EDITORIAL (Printed Oct. 27)

To allow night work or not? On Nov. 6, the South Portland City Council will consider a change to the ordinance prohibiting any night time construction within the city’s limits. The change would grant the council authority to waive this prohibition. Currently, there are no mechanisms for granting exceptions to the rule. If the ordinance change is approved on Nov. 6 and again following a public hearing and second vote on Nov. 20, the council could then consider a request by the Maine Department of Transportation to apply a waiver to it’s oft-delayed completion of the Exit 3 improvements.

At both the Nov. 6 and Nov. 20 meetings, the council will likely hear from the residents of Evergreen Road, Hobart, Linton Hall and other streets that are neighbors to Interstate 295 between exits 3 and 4 who have witnessed the highway and the sound it creates grow and grow.

While the issue of whether or not night work will proceed at this location will not be decided at these meetings (a very public process is planned to debate the specific proposal); enacting the ordinance change will clear the way for such a debate.

Night work at Exit 3, all sides agree, amounts to deciding between two bad options. Does the city allow its already frazzled residents to endure a new spectrum of aural offenses at impossibly inconvenient times? Or does it take into account the necessity to get an important project– not just to South Portland but the entire metropolitan area– done as quickly and efficiently as possible?

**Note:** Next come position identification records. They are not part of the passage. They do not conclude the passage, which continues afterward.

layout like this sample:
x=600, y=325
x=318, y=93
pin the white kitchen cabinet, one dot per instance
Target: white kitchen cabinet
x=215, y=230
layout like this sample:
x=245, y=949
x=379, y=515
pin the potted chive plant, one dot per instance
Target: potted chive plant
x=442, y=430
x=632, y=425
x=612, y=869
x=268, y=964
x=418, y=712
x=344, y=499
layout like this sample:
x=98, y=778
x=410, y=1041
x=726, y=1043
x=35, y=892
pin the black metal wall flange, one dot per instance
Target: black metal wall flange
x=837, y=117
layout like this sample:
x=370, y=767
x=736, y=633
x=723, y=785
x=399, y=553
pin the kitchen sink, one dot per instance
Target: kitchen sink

We hope the council takes into account more views than those constituents who vote. There are also those who work, shop, eat and visit South Portland. Night work will be awful for the residents of the area. Not doing it could impact the productivity of thousands more for months. The council needs to pass this waiver. The council and all of the region's legislators also need to push for the installation of sound barriers for residents who bear the burden of this important corridor.